There again, life is anything but consistent; despite my apparent friends being unkind to me, kids will be kids, and rumours spread about who people fancied, several times apparently girls infatuated with me. A deliberate attempt at malice, putting her down and making her like the one who was excludes; or reality? I never knew. The optimist was yet to die inside of me, and so I hoped it was real, that the rumours were true, and I wasn't the horrible person I was portrayed as by my so-called friends.

However, it was far from an environment in which love could ever prevail: after the first three years, when we were eight, a very clear separation between the boys and girls would start, a separation that would last until the final days of school. Any attempt to ever cross this line would caused endlessly mocking and allegations of love (whenever any couple would seemingly appear, they would be mocked, hundreds of childish rhymes hurled towards them); once in my final year of prep school, I would end up alone with the girls in my class in the common room we had: we were all uneasy, knowing if anyone found me there, it would be the subject of ridicule for weeks to come, despite the fact that several years before, prior to the separation, I spent the majority of my time with them.

My second half of prep school would see the rising of what would become my home in the eyes of my parents — living in front of a computer screen. I had an interesting in computing, I can't deny that, amazed by this single object that can do seemingly anything. Yet this interest was never as great as it seemed, I cared about English as much as I did computing, it was just that computing had a major advantage: the internet had other real people on it; books did not. If I was going to be isolated by the "real" humans around me, left out from parties, from playing together, and other normal childish activities, I may as well surround myself by some semblance of socialization online.

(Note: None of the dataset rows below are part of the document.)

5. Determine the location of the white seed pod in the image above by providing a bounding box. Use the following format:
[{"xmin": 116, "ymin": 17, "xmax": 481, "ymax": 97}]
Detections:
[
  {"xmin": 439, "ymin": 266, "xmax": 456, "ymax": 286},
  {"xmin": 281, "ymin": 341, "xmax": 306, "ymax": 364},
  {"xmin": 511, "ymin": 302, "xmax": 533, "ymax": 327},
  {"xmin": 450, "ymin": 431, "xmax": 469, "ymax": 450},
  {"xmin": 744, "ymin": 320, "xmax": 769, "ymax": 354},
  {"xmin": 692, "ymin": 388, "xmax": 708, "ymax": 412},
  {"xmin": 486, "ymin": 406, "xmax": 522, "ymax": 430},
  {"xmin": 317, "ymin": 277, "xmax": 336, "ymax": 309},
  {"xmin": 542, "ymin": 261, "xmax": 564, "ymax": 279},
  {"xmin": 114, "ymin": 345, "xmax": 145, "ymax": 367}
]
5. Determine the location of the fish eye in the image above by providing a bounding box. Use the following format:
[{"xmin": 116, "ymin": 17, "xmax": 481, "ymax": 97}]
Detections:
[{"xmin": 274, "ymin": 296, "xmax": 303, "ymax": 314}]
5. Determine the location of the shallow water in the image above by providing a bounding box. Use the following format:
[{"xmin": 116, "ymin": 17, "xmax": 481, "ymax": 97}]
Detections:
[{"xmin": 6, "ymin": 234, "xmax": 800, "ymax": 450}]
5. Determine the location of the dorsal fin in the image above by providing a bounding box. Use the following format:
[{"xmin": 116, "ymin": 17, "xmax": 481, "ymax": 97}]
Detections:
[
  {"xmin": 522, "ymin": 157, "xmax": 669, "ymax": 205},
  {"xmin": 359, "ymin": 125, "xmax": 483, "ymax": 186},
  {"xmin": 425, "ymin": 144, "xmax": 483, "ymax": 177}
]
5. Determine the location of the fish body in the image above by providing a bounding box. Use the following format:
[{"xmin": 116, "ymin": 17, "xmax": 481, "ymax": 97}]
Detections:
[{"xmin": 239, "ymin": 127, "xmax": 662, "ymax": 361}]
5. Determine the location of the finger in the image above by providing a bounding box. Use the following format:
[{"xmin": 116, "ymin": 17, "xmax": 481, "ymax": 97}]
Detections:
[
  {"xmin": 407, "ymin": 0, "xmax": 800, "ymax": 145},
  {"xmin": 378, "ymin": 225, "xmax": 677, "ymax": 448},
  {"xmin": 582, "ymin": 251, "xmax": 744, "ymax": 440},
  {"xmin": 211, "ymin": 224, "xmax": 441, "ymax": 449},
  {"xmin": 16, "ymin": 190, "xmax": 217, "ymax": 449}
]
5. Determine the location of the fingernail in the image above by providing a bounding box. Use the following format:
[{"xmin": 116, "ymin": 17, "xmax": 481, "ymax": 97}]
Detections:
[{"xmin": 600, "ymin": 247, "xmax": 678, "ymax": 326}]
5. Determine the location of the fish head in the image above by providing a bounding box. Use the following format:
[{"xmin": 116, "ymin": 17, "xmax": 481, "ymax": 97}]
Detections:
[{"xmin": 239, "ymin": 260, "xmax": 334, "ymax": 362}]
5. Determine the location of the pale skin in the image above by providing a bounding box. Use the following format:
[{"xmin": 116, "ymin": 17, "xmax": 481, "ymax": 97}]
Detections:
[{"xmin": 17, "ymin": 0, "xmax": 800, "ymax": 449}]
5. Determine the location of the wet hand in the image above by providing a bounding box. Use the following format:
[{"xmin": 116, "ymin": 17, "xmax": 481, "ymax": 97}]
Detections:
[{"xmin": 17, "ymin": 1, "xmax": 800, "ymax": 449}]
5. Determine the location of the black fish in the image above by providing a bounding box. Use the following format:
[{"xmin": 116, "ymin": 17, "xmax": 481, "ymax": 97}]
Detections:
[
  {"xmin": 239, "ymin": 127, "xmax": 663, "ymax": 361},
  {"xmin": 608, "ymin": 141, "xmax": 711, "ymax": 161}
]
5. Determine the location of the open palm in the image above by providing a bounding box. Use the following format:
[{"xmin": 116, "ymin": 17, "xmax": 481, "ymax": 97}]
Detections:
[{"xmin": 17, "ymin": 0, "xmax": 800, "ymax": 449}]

As the psychologist who I would see many years later (after having made what was probably the hardest decision of my life: to go and speak to a GP about depression) always assured me, and always encouraged me to end on, to give me a positive thought on my way out, there is something good in everything. I didn't leave the school entirely beaten: I could hold my own when physically attacked by any of the numerous bullies who would intermittently attack me (though they knew a few simple words were more effective than a thousand punches, and would often make use of this knowledge once I had them pinned down, unable to move); I had one good friend who I had some desire to stay in contact with after leaving; and, I was, as would remain the case for many years to come, hopelessly and irrevocably in love (love fades, but never dies).